4. Child’s Pose Stretch
Sit on your shins on a mat. Extend your arms straight above your head and bend at your hips to lower your torso towards the mat. Rest your palms face down on the mat while keeping your arms fully extended. Your head should be positioned so you are looking down towards the floor. Feel the stretch in your back and hold for 30 seconds. Perform 2-4 sets.
5. Twist Stretch
Lie on your back on a mat with your arms by your sides and your legs fully extended. Take your left arm and extend it so that it is perpendicular to your torso. Twisting at your torso and bending at your knees, bring your legs up and to the right so that your quads are perpendicular to your torso and a 90-degree angle is formed at the knee. Your legs should be stacked on top of one another. Feel the stretch in your back and hold the position for 30 seconds before repeating on the opposite side. Perform 2-4 sets on each side.

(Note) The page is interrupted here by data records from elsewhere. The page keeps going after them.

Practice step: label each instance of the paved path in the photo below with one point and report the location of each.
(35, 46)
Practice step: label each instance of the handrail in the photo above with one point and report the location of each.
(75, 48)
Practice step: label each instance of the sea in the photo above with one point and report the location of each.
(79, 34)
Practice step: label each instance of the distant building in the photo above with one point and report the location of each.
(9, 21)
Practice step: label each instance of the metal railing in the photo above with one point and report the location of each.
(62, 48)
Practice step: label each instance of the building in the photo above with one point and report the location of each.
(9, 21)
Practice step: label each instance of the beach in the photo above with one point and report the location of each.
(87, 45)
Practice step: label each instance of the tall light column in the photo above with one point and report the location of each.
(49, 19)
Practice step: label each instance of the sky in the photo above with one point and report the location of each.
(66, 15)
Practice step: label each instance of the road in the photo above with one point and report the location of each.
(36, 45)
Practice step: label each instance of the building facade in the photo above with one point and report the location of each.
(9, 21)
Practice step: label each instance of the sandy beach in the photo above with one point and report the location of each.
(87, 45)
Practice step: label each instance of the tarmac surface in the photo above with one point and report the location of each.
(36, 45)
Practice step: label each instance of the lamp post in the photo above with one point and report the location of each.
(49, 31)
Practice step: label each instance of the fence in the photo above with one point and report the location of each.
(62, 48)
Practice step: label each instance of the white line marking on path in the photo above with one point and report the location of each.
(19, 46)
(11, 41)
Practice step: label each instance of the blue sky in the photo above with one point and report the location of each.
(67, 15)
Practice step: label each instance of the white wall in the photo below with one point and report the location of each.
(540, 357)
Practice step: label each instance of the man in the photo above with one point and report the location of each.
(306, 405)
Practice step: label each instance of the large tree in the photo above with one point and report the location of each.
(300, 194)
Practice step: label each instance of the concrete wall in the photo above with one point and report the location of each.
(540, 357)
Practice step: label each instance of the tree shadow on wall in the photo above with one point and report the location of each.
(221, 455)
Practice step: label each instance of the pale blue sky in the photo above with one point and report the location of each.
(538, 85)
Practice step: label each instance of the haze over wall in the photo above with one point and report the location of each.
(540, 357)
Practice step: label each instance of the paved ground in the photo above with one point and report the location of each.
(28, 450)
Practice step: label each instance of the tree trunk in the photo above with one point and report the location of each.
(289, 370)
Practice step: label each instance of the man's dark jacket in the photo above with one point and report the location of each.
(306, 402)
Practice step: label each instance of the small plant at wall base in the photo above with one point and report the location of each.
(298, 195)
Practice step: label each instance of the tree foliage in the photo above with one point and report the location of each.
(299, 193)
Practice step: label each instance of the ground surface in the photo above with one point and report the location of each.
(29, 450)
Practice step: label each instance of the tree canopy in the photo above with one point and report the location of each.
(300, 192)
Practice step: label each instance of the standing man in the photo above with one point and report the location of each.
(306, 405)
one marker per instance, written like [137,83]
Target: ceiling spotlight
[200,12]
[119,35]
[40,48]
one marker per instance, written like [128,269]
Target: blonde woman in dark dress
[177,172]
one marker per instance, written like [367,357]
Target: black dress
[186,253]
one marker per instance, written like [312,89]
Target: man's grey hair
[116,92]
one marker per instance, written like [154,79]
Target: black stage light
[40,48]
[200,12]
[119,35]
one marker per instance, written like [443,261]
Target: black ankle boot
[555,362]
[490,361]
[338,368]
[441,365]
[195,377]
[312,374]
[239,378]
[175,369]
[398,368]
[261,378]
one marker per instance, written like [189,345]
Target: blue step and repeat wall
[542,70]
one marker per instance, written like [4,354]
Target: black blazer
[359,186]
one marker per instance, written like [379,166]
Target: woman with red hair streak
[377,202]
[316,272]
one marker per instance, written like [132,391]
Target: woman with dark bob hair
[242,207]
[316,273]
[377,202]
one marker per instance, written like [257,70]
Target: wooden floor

Lower Back Stabilization Exercises to Strengthen
6. Wall Sit
Stand with your back against a wall. Squat down by bending at your knees and walking your feet out until your quads are parallel to the ground and your knees form a 90-degree angle. Make sure your feet are shoulder-width apart and your toes are pointing straight ahead. Hold this position for 30 seconds. Perform 2-4 sets.
Lie down on your back on a mat with your arms by your sides and your knees bent with feet flat of the floor, shoulder-width apart, and toes pointing straight ahead. This is your starting position. Keeping your head and upper back firmly on the ground, lift your butt until your back and the ground make a 45-degree angle. Lower your body to the starting position and repeat for 12-20 reps. Perform 2-4 sets.
8. Quadruped Arm & Leg Raise
Get down on your hands and knees on a mat. This is your starting position. Raise your left arm and extend it straight out in front of you while simultaneously raising your right leg and extending it straight out in back of you. Hold the position for 2-3 seconds before returning to the starting position. Repeat with the right arm and left leg. Perform 12-20 reps for 2-4 sets.
9. Side Plank
Lie on your left side on a mat. Prop up your torso by resting your weight on your left forearm (which should be perpendicular to your body) and position your feet so they are stacked on top of each other. Lift your body off of the ground so it forms a straight diagonal line. You can rest your right arm along the right side of your body. Hold this position for 30 seconds and then switch sides. Perform 2-4 sets on each side.